会見でノイマンは「アーカイブルームにこもって、オラルジャパンの試合と練習をすべて見返す」と語っていた。鋭い目を持った戦術家なら、きっとオラルジャパンの戦術変更のきっかけになった試合に気づくだろう。そう、日本が0対1で敗れた、あの灼熱のシリア戦に――。
この試合はシリアが内戦中のため、中立地のオマーンで行われた。砂漠にいるかのように日差しが強く、90分間高い位置でプレスをかけ続けるのは難しい環境だった。
そこでオラルは暑さを考慮し、いつものように前からプレスをかけず、中盤で相手を待ち構える戦術を採用した。体力を温存する戦い方だ。それにともない、いつもの2トップではなく、次のような4−3−3で臨んだ。
【(C)ツジトモ】
相手のシリアには欧州でプレーする選手がいないのに対して、日本にはマンチェスター・ユニティの松森虎、リゴプールの高木陽介、ASミランの秋山大、そしてユベンテスの丈一など、欧州のビッグクラブでプレーする選手がそろっていた。純粋な戦力の足し算で言えば、普通にやれば勝てるはず――だった。
だが、試合開始から、ゲームを支配したのはシリアだった。日本が混乱した原因は、シリアが予想とは違うやり方をしてきたことにあった。

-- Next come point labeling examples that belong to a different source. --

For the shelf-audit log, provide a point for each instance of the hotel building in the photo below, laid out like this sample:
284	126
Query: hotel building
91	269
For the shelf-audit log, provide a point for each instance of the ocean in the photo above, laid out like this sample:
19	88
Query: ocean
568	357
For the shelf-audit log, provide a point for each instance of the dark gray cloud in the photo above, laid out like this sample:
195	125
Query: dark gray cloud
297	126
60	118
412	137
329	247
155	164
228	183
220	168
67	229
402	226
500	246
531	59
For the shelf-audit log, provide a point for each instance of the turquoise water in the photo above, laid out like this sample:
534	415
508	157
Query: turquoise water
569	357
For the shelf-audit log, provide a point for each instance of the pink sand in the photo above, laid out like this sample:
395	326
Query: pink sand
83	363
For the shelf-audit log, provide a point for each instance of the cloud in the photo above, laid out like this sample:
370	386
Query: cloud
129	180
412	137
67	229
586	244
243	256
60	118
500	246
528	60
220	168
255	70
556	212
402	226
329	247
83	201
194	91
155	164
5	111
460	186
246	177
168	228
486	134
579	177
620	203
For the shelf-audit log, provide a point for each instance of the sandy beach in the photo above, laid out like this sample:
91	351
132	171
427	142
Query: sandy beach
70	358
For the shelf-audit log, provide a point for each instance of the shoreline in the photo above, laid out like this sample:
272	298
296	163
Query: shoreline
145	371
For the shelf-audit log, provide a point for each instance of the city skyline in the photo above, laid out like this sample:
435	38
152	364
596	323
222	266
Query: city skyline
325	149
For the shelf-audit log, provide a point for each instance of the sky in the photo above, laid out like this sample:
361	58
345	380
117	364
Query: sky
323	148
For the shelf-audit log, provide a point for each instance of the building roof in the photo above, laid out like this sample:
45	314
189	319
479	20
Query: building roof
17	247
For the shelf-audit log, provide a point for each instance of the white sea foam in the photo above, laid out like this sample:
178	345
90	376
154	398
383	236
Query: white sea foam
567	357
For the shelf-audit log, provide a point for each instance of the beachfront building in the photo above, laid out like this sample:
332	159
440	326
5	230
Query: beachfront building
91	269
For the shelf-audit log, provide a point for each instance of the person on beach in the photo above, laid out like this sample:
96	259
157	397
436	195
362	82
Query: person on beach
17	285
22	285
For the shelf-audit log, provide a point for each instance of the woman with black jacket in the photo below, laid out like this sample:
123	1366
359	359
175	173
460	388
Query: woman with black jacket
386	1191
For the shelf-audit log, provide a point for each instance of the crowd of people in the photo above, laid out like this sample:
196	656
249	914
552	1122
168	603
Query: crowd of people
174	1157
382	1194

事前の分析によれば、シリアは4−3−3の布陣で守り、その形を保ったまま攻めてくると見られていた。しかし、この予測は大外れする。シリアは攻撃時に右ボランチが後ろに下がって3バックになり、一方サイドバックはFWの位置まで上がり、3バック+2ボランチ+5トップという変則布陣に変形したのだ。